Maesa was by this time apparently widowed, but she had two daughters, Julia Soaemias and Julia Mamaea, each of whom had also married well and produced male children. Maesa was determined to avenge her sister and restore the Severan-Emesan dynasty to power, and seized upon her 13-year-old grandson Varius Avitus, son of Soaemias, as the means. The boy, who was the hereditary high priest of the god Elagabal, greatly resembled a young Caracalla and Maesa had it put about to the soldiers that he was the emperor's natural son and true successor. That, plus a liberal sprinkling of gold from Maesa's fortune, induced the troops to revolt and proclaim Avitus (now renamed Antoninus, but widely known as Elagabalus after his god) as emperor.

Macrinus tried to crush the rebellion, but he was held in contempt by the soldiers, whose pay he had slashed as an economy measure (another catastrophic mistake). His legions thus fought with little enthusiasm against the Severan rebels. In one battle, Julia Maesa rode a chariot to the front line clad in a helmet and breastplate and personally exhorted her soldiers to victory like a female Julius Caesar. Her soldiers rallied and the spectacle induced the soldiers of Macrinus to switch sides. Macrinus was hunted down and killed.

Maesa, Elagabalus and their retinue made their way slowly to Rome, arriving early in AD 219. The new 14-year-old emperor was greeted by the Roman populace with mixed curiosity, bafflement, amusement, and horror.
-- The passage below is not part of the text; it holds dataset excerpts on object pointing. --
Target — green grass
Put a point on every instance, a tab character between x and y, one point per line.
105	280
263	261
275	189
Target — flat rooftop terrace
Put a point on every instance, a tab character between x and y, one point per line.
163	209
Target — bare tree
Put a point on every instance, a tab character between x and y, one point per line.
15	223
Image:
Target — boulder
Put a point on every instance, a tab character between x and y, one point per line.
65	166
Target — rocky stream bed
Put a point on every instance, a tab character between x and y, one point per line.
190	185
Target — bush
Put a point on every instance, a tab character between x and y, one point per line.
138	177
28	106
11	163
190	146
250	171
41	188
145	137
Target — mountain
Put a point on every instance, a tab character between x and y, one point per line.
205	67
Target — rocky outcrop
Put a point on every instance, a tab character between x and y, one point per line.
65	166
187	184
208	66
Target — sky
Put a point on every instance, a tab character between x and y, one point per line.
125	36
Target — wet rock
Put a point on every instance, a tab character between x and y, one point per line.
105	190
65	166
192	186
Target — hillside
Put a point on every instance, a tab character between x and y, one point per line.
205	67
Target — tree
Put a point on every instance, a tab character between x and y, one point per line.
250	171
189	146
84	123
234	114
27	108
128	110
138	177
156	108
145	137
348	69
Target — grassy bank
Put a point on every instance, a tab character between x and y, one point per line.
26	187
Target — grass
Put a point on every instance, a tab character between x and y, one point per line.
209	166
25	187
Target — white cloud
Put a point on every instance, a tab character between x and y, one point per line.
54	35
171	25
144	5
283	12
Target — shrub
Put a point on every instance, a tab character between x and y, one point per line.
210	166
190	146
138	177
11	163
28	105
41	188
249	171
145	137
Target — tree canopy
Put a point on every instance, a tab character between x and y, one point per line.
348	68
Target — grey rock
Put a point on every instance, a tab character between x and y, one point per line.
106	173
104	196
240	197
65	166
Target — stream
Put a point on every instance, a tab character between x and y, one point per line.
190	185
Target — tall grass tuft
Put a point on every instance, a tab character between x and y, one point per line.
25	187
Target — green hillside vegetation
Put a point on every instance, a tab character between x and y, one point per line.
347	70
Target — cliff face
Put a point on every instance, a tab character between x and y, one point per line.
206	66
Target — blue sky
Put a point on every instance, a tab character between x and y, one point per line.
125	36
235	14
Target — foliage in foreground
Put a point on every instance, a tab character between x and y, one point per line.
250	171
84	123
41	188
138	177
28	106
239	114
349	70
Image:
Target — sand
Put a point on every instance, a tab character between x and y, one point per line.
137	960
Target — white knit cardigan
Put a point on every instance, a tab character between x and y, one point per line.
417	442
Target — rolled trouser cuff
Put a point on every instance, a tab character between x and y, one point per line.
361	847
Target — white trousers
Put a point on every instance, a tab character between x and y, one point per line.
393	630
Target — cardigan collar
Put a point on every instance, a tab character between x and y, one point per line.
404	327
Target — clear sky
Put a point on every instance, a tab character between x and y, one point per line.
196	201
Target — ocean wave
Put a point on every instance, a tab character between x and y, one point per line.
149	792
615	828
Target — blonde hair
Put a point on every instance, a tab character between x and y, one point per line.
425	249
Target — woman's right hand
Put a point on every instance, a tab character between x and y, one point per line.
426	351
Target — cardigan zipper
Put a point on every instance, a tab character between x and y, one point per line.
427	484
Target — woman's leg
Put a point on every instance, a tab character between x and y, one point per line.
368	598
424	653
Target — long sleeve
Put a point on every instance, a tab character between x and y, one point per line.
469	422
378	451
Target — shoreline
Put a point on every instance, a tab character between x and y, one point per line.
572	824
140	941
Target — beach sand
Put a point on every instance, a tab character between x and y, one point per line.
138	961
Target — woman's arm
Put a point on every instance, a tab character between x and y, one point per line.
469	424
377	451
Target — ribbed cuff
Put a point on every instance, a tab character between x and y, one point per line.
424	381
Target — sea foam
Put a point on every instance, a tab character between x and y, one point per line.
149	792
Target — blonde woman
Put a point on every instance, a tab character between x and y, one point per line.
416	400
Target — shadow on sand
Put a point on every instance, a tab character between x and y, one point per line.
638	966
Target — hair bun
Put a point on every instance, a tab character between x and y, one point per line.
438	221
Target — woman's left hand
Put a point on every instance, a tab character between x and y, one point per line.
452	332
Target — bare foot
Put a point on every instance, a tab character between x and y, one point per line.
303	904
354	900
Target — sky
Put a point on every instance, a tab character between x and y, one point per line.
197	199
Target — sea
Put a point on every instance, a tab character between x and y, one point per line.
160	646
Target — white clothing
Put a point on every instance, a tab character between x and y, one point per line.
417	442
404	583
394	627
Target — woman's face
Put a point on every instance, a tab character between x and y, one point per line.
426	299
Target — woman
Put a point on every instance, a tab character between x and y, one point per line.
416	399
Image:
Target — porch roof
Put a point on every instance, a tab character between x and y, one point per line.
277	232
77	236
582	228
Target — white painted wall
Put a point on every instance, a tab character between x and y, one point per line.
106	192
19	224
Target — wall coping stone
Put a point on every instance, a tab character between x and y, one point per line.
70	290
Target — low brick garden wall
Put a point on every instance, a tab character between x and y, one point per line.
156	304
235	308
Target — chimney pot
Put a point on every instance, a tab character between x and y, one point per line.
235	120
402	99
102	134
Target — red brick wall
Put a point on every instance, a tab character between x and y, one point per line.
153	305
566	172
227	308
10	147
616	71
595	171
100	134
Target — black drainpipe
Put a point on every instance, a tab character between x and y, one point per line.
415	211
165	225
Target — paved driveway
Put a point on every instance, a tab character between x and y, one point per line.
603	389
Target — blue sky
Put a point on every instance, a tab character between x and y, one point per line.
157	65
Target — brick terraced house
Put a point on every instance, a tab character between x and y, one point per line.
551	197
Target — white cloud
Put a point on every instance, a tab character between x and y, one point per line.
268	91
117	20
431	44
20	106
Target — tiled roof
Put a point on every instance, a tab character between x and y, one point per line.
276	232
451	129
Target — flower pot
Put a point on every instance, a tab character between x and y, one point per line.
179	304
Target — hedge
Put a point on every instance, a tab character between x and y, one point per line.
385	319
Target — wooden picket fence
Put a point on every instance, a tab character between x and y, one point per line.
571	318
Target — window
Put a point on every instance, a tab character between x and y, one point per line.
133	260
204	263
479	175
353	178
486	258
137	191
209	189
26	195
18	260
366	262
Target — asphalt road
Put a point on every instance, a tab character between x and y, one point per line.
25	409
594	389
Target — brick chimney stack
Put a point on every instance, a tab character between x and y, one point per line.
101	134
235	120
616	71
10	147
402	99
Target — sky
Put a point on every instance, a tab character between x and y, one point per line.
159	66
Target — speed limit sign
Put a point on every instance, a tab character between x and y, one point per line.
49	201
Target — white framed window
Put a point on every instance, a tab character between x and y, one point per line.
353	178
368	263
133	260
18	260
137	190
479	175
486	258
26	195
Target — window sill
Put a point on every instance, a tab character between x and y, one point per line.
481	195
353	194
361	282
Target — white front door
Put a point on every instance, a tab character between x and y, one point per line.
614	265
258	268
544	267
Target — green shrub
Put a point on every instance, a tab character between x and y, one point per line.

For in addition to his Syrian birth, Elagabalus was what would today be called "transgendered," an exotic dancer, and totally committed to the orgiastic rites of his cult.

Despite the best efforts of Maesa to contain his behavior, the youthful emperor ran wild and seemed intent on alienating Romans of all classes. He married three times in rapid succession, including a scandalous union with a Vestal Virgin. Athletes, dancers, actors and charioteers reached high office based on their sexual prowess. The populace and soldiery soon became disgusted with their emperor's untethered behavior.

Though Julia Maesa ably guided the reins of government from behind the scenes, she finally decided that he must be replaced to save the dynasty. She induced Elagabalus to adopt her docile other grandson, Mamaea's son Alexander, as Caesar, then coolly arranged for the Praetorians to murder their oddball emperor along with his mother in March, AD 222. Whatever qualms Maesa felt about the deaths of her daughter and grandson she kept to herself. Maesa continued to rule as emperor in all but name under Severus Alexander, who proved an obedient figurehead, until her death in late AD 224, after which her surviving daughter Mamaea stepped seamlessly into her role.

Like the other Severan women, Julia Maesa was honored extensively on the Roman coinage. This denarius, struck during the reign of Elagabalus, shows her has rather more hard-featured than her sister Julia Domna, perhaps reflecting her calculating personality.